While Fury Road marks a thematic shift from the road-warrior to leading lady that arguably began with the arrival of Tina Turner's Aunty Entity in Beyond Thunderdome, none of the series-defining action is missing here; quite the contrary, everything is magnified and expanded with stupefying results; it is the most frenetic, cacophonous, mind-blowing, most ear-splittingly brilliant instalment in the series. Favouring practical effects over CGI, and relying on stunts and wirework, Fury Road is a superb example of filmmaking at its finest; action scenes are coherent, with clear geography and a focus on clean, crisp action as opposed to mere disorientation, all the while being beautifully shot ( by John Seale) such that any one frame of the movie could be a wallpaper or hung up in an art gallery and not be at all out of place. All of this I say to sound intelligent, when all I need say is this film is badass and nothing else.
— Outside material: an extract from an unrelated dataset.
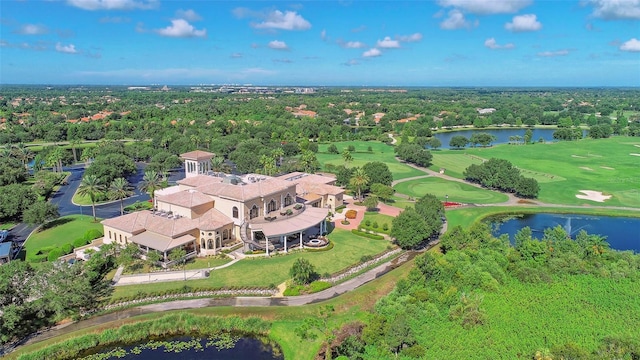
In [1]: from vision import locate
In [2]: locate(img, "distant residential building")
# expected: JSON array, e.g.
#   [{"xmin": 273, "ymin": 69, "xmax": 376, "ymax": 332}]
[{"xmin": 477, "ymin": 108, "xmax": 497, "ymax": 115}]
Just... take a look at this scene:
This was directed by a 73 year-old - whoever came up with a mobile concert, complete with half a dozen war-drums, and a Doof Warrior with a whammy-bar controlled flamethrower built into his guitar deserves some kind of medal, if not an Oscar. Seriously, that this lost out to Spotlight (as good a movie as that was) for Best Picture in 2015 is just another example of movie snobbery that needs to be weeded out. And if you don't enjoy this, then sorry, but something is wrong with you...
I recently bought the soundtrack, composed by Tom Holkenborg (aka Junkie XL), on vinyl (in stunning yellow and blue marble, see below) and it is, other than hearing it in a cinema, the way to experience the music of the apocalypse. Thrashing guitars (sans flamethrower), drums that would sound at home amongst an earthquake and frenetic strings that could break your brain herald action set-pieces that are completely at odds against genuinely moving sections of brass and almost classically inspired string swells that punctuate character beats perfectly.

There's a reason Mad Max Fury Road is considered to be the best action movie of the 21st century, and in fact of all time; nothing else even comes close. It's brilliantly constructed, surprisingly deep, absolutely badass, featuring badass females, badass action and badass - craziness..., and six years on, I'm yet to find anything negative to say about it. Four instalments in, and Mad Max shows no signs of letting up. In fact, it's only getting better.
Sam's Score: 9
Mad Max: Fury Road is available on home media and most digital video stores.